A must-have for Star Wars fans--the definitive behind-the-scenes
history of the classic film that started it all
After the 1973 success of American Graffiti, filmmaker George Lucas made
the fateful decision to pursue a longtime dream project: a space fantasy
movie unlike any ever produced. Lucas envisioned a swashbuckling SF saga
inspired by the Flash Gordon serials classic American westerns, the epic
cinema of Japanese auteur Akira Kurosawa, and mythological heroes. Its
original title: The Star Wars. The rest is history, and how it was made
is a story as entertaining and exciting as the movie that has enthralled
millions for thirty years-a story that has never been told as it was
meant to be. Until now.
Using his unprecedented access to the Lucasfilm Archives and its trove
of never-before-published "lost" interviews, photos, production notes,
factoids, and anecdotes, Star Wars scholar J. W. Rinzler hurtles readers
back in time for a one-of-a-kind behind-the-scenes look at the nearly
decade-long quest of George Lucas and his key collaborators to make the
"little" movie that became a phenomenon.
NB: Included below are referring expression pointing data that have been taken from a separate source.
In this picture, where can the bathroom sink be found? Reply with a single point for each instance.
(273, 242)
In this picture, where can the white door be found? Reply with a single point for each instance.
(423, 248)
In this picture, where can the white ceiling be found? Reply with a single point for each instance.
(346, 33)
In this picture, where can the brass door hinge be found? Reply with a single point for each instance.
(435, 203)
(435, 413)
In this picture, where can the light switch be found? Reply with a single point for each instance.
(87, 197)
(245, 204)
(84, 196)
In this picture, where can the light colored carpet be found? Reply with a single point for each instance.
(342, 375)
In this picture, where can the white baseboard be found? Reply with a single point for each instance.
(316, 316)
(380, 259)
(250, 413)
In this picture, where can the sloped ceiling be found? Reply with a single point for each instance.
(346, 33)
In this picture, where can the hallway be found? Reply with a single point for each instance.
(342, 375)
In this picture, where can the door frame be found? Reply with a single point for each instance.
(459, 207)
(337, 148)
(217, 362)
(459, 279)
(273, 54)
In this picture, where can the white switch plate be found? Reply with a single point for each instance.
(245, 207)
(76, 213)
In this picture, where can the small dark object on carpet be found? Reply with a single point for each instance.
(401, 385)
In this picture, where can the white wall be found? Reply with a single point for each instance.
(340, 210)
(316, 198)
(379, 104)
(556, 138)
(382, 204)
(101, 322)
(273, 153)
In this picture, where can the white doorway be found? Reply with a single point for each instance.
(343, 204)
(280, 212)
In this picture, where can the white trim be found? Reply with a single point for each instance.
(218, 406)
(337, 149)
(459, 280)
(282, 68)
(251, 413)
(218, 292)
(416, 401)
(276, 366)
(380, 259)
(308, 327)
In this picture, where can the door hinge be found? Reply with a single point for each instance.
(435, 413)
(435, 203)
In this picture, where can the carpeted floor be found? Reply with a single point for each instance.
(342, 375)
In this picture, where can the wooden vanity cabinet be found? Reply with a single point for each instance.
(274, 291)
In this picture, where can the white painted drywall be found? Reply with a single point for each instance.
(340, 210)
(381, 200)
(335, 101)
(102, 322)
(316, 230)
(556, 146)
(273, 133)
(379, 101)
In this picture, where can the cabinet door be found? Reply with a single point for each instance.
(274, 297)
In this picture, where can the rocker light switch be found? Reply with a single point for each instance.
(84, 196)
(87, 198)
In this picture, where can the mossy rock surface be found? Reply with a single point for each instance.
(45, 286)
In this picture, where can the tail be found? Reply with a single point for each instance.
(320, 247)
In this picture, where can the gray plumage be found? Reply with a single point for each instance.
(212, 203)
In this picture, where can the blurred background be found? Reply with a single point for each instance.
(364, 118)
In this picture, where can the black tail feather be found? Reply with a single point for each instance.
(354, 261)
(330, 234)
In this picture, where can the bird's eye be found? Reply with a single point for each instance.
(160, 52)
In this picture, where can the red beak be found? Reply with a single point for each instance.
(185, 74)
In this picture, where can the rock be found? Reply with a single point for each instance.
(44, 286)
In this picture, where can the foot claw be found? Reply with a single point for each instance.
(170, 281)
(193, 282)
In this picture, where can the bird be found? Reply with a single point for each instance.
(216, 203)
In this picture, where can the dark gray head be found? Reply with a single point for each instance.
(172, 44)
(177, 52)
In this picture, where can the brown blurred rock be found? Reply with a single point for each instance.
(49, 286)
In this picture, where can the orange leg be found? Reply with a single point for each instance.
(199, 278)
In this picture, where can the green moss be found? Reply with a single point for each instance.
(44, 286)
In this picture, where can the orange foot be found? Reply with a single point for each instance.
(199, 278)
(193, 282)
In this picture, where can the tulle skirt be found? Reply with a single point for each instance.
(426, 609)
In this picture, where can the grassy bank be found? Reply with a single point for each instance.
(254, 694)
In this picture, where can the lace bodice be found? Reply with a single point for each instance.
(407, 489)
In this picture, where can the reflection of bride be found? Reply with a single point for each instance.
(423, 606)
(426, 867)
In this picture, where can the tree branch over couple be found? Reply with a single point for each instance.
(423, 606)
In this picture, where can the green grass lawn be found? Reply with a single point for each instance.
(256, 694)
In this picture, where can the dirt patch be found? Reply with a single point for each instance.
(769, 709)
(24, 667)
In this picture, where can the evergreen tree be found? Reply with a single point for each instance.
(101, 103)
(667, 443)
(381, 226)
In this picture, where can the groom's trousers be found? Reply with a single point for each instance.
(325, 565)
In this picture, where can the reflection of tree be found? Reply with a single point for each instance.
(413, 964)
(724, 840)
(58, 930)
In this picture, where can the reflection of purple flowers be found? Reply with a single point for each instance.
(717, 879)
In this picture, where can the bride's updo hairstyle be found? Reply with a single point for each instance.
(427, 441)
For the first time, it's all
here:
- the evolution of the now-classic story and characters-including
"Annikin Starkiller" and "a huge green-skinned monster with no nose and
large gills" named Han Solo
- excerpts from George Lucas's numerous, ever-morphing script drafts
- the birth of Industrial Light & Magic, the special-effects company
that revolutionized Hollywood filmmaking
- the studio-hopping and budget battles that nearly scuttled the entire
project
- the director's early casting saga, which might have led to a film
spoken mostly in Japanese-including the intensive auditions that won the
cast members their roles and made them legends
- the grueling, nearly catastrophic location shoot in Tunisia and the
subsequent breakneck dash at Elstree Studios in London
- the who's who of young film rebels who pitched in to help-including
Francis Ford Coppola, Steven Spielberg, and Brian DePalma
But perhaps most exciting, and rarest of all, are the interviews
conducted before and during production and immediately after the release
of Star Wars-in which George Lucas, Mark Hamill, Harrison Ford, Carrie
Fisher, Sir Alec Guinness, Anthony Daniels, composer John Williams,
effects masters Dennis Muren, Richard Edlund, and John Dykstra, Phil
Tippett, Rick Baker, legendary production designer John Barry, and a
host of others share their fascinating tales from the trenches and
candid opinions of the film that would ultimately change their lives.
No matter how you view the spectrum of this thirty-year phenomenon, The
Making of Star Wars stands as a crucial document-rich in fascination and
revelation-of a genuine cinematic and cultural touchstone.